ShootyOriginal 02 August 22 15:22

"I cannot believe... the lack of care from the SRA"

WARNING: Steep learning curve ahead.

bananaman 02 August 22 18:19

WTAF? The SQE is intended to prevent barriers to the profession. I'm sure spoon fed public school types would love it if a bigger regulatory moat was put round their inefficient money making machine. The US system ensures US lawyers are still paying off student debts (real debts - not soft UK student loans) into their 40s and 50s and have wasted 7 years of time and money if it turns out the job isn't for them. 

Most civil law candidates will have studied law for far longer than some 3 year English LLB student, but top marks for the Liz Truss school of legal education proposal. 

Re. Kaplan, it's because UoL and BPP are still clinging on to the hope of £15k a year per student from law firms that Kaplan got the examiner gig. 

 

 

sensible idiot 04 August 22 17:18

Just so poorly prepared.  Given the long time period to the next exams and so clearly foreseeable material impact on students if they were unable to sit, where was the contingency planning around IT failures?  A shared spill-over venue for London, perhaps.

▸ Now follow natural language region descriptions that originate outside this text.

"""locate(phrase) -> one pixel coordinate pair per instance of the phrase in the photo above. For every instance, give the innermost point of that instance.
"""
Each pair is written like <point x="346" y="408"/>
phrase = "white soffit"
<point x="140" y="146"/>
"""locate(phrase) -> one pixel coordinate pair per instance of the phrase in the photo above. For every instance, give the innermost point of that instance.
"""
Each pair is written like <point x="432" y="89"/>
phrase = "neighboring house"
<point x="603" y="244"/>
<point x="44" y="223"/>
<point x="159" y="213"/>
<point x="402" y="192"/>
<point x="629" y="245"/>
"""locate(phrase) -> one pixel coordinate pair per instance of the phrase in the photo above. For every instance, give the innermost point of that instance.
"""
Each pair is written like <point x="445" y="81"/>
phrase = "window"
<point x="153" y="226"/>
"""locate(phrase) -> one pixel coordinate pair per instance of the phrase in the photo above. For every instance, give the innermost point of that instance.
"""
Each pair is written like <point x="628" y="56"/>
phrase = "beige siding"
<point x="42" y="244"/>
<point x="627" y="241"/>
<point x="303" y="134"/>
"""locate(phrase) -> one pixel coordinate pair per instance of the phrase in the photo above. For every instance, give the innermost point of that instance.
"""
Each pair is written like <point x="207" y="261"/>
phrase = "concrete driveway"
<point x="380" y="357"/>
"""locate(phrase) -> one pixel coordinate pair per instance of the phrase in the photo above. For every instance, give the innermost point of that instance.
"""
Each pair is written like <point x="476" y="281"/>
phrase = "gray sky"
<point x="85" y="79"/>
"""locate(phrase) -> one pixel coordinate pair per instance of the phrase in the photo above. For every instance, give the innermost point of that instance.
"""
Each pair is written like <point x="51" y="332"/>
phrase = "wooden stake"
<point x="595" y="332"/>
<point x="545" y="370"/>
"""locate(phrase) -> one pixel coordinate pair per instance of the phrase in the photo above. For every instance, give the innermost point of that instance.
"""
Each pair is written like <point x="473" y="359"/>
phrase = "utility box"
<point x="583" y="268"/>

The exams are multiple choice so it's barely clear to me why they need to do these online in the first place, let along why they didn't have printed copies as a stand-by/arrangement to print those in short order.

This is not a driving theory test where if they screw it up you can just sit again tomorrow.  

Most of this comes out of the weird fetish that SRA/Kaplan seem to have for making everyone sit the exam at the exact same time everywhere in the world

Anglesee 04 August 22 21:21

@sensible idiot

driving test comparison is interesting. The Pearson company used to the theory tests for the DVLA too. Maybe they were chosen precisely because they supposed to have the IT in place?!